What resonates in A Grief Observed is how piercingly candid it seems. Surprised by Joy, though often strikingly revealing, especially for its era, was still touched at times by a resigned reticence. Like so many men of his day who attended British boarding schools, Lewis endured bullying, privations, and abuse, hardships that are generally dispatched in Surprised by Joy with a shrug. He’s equally matter-of-fact about being wounded in combat and losing comrades in battle during his military service.

“The war itself,” he writes with an apparent sigh, “has been so often described by those who saw more of it than I that I shall here say little about it.” Tellingly, in a subsequent chapter, Lewis makes only a passing reference to his father’s death.

So, nothing quite prepares readers for the emotionally raw tenor of A Grief Observed. Its memorable opening lines circle the mind like a raven: “No one ever told me that grief felt so like fear. I am not afraid, but the sensation is like being afraid. The same fluttering in the stomach, the same restlessness, the yawning. I keep on swallowing.”

Perhaps part of the reason that Lewis felt at liberty to be so candid is that A Grief Observed was originally published under a pseudonym, N. W. Clerk. “Lewis, anxious not to cause his friends any embarrassment, decided to conceal his authorship,” notes McGrath.

Lewis’s sentiment was typical of the times. When A Grief Observed appeared in the 1960s, few people publicly discussed bereavement. Due in no small measure to Lewis, the culture of grief has changed. Memoirs of bereavement, such as Joan Didion’s The Year of Magical Thinking and Helen Macdonald’s H Is for Hawk, abound. Lewis, a pioneer of the genre, paved the way. “What many of us discover in this outpouring of anguish is that we know exactly what he is talking about,” Lewis’s stepson, Douglas H. Gresham, has written of A Grief Observed. “Those of us who have walked this same path, or are walking it as we read this book, find that we are not, after all, as alone as we thought.”

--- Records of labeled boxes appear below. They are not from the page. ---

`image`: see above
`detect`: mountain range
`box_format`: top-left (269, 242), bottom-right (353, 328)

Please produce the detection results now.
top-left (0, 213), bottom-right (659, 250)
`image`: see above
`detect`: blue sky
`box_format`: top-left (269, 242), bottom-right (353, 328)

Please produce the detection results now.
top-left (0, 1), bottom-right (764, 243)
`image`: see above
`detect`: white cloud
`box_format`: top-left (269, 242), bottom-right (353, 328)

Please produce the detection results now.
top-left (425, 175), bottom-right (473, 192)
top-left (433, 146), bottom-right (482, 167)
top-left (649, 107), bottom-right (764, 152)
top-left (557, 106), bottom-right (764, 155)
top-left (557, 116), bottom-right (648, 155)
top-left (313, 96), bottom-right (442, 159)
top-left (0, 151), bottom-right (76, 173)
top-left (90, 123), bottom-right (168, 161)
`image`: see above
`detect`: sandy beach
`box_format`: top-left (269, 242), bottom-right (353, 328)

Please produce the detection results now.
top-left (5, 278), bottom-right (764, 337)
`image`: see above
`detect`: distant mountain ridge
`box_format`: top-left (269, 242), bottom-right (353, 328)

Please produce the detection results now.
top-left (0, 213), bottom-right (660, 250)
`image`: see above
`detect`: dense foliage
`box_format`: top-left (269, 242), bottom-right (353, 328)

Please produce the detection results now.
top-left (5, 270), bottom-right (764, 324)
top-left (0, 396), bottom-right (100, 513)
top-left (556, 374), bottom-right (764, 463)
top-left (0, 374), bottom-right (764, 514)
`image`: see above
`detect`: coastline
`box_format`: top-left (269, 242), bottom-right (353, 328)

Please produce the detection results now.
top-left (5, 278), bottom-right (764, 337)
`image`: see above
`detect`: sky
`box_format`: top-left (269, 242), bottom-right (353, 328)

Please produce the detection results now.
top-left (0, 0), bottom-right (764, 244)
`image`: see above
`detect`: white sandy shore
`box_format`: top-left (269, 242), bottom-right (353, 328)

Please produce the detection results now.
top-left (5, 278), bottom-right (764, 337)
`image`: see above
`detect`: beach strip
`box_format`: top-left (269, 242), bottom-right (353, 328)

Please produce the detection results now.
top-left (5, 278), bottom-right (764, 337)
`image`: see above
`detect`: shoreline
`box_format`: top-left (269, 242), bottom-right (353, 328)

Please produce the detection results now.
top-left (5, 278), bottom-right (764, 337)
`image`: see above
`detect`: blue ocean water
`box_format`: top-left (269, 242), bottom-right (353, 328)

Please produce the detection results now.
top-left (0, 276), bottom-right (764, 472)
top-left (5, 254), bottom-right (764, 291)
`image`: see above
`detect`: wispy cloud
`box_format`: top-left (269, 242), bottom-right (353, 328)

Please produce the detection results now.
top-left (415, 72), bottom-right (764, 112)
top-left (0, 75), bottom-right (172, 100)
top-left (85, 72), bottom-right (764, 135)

Author Madeleine L’Engle revisited the book as a new widow. “Reading A Grief Observed during my own grief made me understand that each experience of grief is unique,” wrote L’Engle, who died in 2007.

An abiding paradox of A Grief Observed, so often sent as a gift to those recently touched by loss, is that it’s a sad book tinged with pleasure—the consonance that comes from seeing a sentiment perfectly put, a sentence spun onto the page with seemingly effortless grace.

It’s the kind of magic that Lewis sought as a reader himself. “We want to see with other eyes, to imagine with other imaginations, to feel with other hearts, as well as with our own,” he wrote of his own adventure in books.

Of his old idol Chesterton’s prose, Lewis recalled that “I did not need to accept what Chesterton said in order to enjoy it.”

The same is often true of Lewis, who continues to attract readers beyond the Christian faith. Ultimately, warts and all, what he offers is a universal story, the record of a pilgrim testing belief against life.

 “What I like about experience,” he told readers, “is that it is such an honest thing.
. . . You may have deceived yourself, but experience is not trying to deceive you. The universe rings true wherever you fairly test it.”